Recently the premier shopping centre in Reading, the Oracle, was built on either side of the Kennet, and it must be admitted that the river does add to the feeling of openness. In summer a 'beach' is built along the side, today it was a funfair.
Enough of buildings and towns, and out through the 'industrial' areas south of the town. Here swans were setting up nest; already there are ducklings on the Thames so they have some catching up to do.
One sure sign of April is the Cuckoo flower (Cardamine pratensis) with its very pale pink petals. There were Cuckoo flowers in isolated clumps all along the river, always close to the water. It gets its name because the cuckoo bird arrives at about the same time as the flower in Spring.

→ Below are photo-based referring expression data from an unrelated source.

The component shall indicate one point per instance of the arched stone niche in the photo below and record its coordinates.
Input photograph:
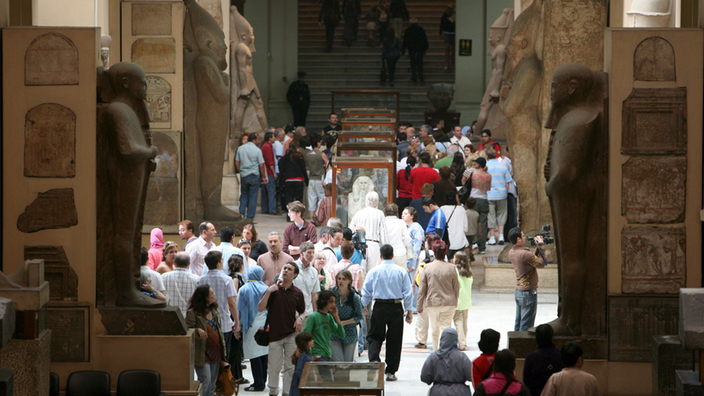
(654, 60)
(51, 59)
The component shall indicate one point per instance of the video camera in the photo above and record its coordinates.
(360, 242)
(547, 237)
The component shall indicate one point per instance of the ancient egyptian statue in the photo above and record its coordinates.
(207, 116)
(576, 174)
(519, 101)
(498, 37)
(126, 160)
(247, 101)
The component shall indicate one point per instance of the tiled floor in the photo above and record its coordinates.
(494, 311)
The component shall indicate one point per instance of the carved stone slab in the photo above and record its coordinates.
(63, 280)
(668, 356)
(654, 60)
(52, 209)
(50, 141)
(653, 189)
(70, 330)
(653, 260)
(155, 55)
(655, 121)
(51, 59)
(633, 321)
(151, 19)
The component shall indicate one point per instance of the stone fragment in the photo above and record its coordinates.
(141, 321)
(654, 60)
(691, 324)
(50, 141)
(653, 189)
(633, 321)
(653, 260)
(655, 121)
(151, 19)
(51, 59)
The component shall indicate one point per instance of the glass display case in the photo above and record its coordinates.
(354, 177)
(341, 378)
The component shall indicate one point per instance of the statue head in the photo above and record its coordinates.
(209, 37)
(441, 96)
(245, 31)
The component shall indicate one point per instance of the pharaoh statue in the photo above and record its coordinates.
(489, 115)
(519, 101)
(204, 78)
(576, 173)
(247, 102)
(126, 161)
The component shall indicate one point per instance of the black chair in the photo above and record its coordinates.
(139, 383)
(88, 383)
(53, 384)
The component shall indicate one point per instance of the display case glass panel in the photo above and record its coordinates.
(354, 177)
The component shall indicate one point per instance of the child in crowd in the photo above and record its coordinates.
(304, 342)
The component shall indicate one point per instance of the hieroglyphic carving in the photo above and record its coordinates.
(63, 280)
(654, 60)
(159, 99)
(151, 19)
(50, 141)
(655, 121)
(52, 209)
(653, 189)
(653, 260)
(633, 321)
(155, 55)
(51, 59)
(70, 330)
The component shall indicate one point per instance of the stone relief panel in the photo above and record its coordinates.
(155, 55)
(653, 260)
(159, 101)
(50, 141)
(633, 321)
(163, 192)
(51, 59)
(70, 332)
(52, 209)
(654, 60)
(655, 121)
(653, 189)
(63, 280)
(151, 19)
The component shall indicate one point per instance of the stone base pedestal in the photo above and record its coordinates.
(30, 360)
(172, 356)
(523, 343)
(688, 383)
(143, 321)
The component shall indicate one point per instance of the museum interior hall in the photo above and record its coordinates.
(170, 168)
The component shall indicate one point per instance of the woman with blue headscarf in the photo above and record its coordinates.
(447, 368)
(251, 320)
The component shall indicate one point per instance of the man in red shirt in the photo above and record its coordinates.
(487, 142)
(269, 189)
(422, 174)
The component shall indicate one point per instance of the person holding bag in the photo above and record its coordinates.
(203, 316)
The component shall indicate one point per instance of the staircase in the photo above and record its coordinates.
(358, 66)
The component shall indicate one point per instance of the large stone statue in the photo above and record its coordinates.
(207, 109)
(519, 101)
(498, 37)
(576, 174)
(247, 101)
(125, 162)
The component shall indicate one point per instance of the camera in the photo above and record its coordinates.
(359, 241)
(547, 237)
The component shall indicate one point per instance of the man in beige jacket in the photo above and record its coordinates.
(438, 292)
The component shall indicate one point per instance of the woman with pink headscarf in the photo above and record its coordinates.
(156, 250)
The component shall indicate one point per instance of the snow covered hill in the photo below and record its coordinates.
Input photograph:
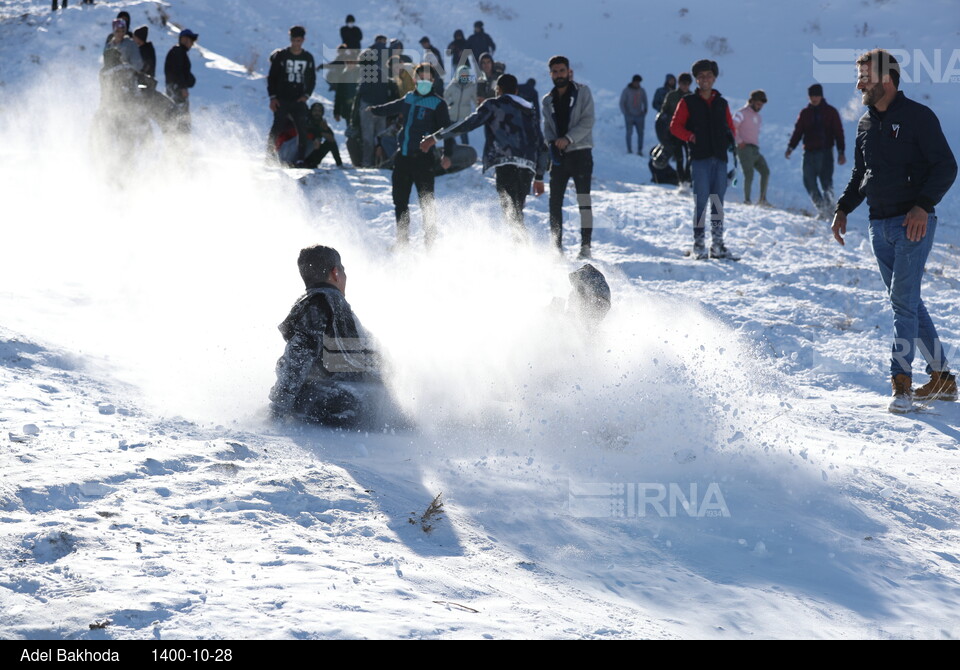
(718, 462)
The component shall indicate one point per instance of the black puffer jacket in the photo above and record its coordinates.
(901, 159)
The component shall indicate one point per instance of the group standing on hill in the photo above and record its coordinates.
(903, 165)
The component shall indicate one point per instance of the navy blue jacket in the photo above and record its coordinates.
(901, 159)
(421, 115)
(512, 131)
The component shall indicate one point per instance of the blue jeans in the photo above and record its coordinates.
(634, 122)
(901, 265)
(818, 166)
(709, 186)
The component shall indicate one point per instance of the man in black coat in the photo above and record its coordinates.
(456, 49)
(350, 34)
(480, 42)
(147, 53)
(514, 148)
(328, 373)
(180, 79)
(290, 83)
(903, 166)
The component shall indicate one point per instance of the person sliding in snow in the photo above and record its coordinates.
(328, 373)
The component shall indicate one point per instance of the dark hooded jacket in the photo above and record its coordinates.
(901, 159)
(327, 360)
(512, 131)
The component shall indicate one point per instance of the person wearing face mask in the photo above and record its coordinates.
(461, 97)
(350, 34)
(422, 112)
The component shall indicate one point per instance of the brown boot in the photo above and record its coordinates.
(902, 395)
(942, 386)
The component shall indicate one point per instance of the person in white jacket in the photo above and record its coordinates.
(461, 97)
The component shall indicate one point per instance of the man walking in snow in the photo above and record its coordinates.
(633, 106)
(180, 79)
(747, 123)
(421, 112)
(514, 146)
(819, 126)
(903, 166)
(703, 121)
(568, 119)
(290, 83)
(480, 42)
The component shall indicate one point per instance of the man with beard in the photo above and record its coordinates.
(903, 166)
(568, 119)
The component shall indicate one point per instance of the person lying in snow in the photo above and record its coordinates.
(329, 373)
(589, 298)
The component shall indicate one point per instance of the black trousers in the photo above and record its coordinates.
(577, 165)
(298, 112)
(409, 171)
(327, 146)
(680, 152)
(513, 186)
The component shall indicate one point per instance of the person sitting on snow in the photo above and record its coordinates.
(328, 373)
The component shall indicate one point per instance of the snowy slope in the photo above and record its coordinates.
(139, 298)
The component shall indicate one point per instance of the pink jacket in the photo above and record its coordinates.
(747, 123)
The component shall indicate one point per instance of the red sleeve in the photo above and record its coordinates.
(678, 124)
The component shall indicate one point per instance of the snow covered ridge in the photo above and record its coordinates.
(142, 487)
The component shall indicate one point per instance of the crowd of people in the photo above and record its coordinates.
(903, 165)
(129, 98)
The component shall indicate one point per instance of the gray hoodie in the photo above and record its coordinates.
(580, 132)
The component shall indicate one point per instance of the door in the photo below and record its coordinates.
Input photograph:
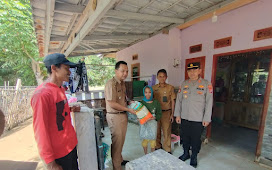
(193, 60)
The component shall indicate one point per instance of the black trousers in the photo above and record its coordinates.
(69, 162)
(191, 135)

I noticed a lot of goose grass (cleavers) drooping and looking stressed, I soon found that it was covered in greenfly. In turn the greenfly had attracted a ladybird, this time red on black rather than black on red. Unfortunately it is one of the invading Harlequin ladybirds so I should have squished it. The markings are very variable so it required a bit of study when I got home to be sure. In my garden I saw both Harlequin and Seven spot ladybirds last year and looking at the numbers this Spring the native seven spot variety are winning out at present.
Catkins are now past their best, leaves are now emerging as with this Alder (Alnus serrulata)
A few weeks ago near Abingdon I saw Coltsfoot in flower, now it is in seed, and the seed-heads are fascinating to look at.
I passed a healthy looking stand of hemlock, and Spring is the time when their toxin is most potent. There were many more Spring plants including this lovely coloured wood forget-me-not (Myosotis sylvatica) growing on the fringes of a wood.
Beyond Southcote the river/canal quietens down and becomes 'rural', however coming up to Burghfield Bridge there are quite a number of 'house boats'.
Just about coming into flower was garlic mustard (Alliaria petiolata) or 'jack-by-the-hedge' this one had a pronounced purple shade to the leaves.
Coming towards the village of Theale and passing under the M4 motorway there are a number of large lakes made from the extensive gravel pits.
Theale retains its village feel despite its proximity to the motorway and Reading.
The Anglican church at Theale is Holy Trinity Church a strange 1832 creation in the '13th century' style, more like a castle than a church.
Heading north away from the Kennet and over the motorway I was pleased to see a good range of Spring flowers. These included primroses (Primula vulgaris).
Cowslips (Primula veris)
Bluebells, not yet at their peak. These one looks native to me, none of your Spanish hybrids that is out-competing the native ones.
Yellow archangels (Lamiastrum galeobdolon), one of my favourites.
And finally not half a mile from home a very good display of wood anenomes (Anemone nemorosa)
No good images of butterflies this time, I saw Orange tips, Brimstone and Peacocks. I also spotted another bee fly and there were a good selection of birds: warblers, blackcaps, and all the usual ones.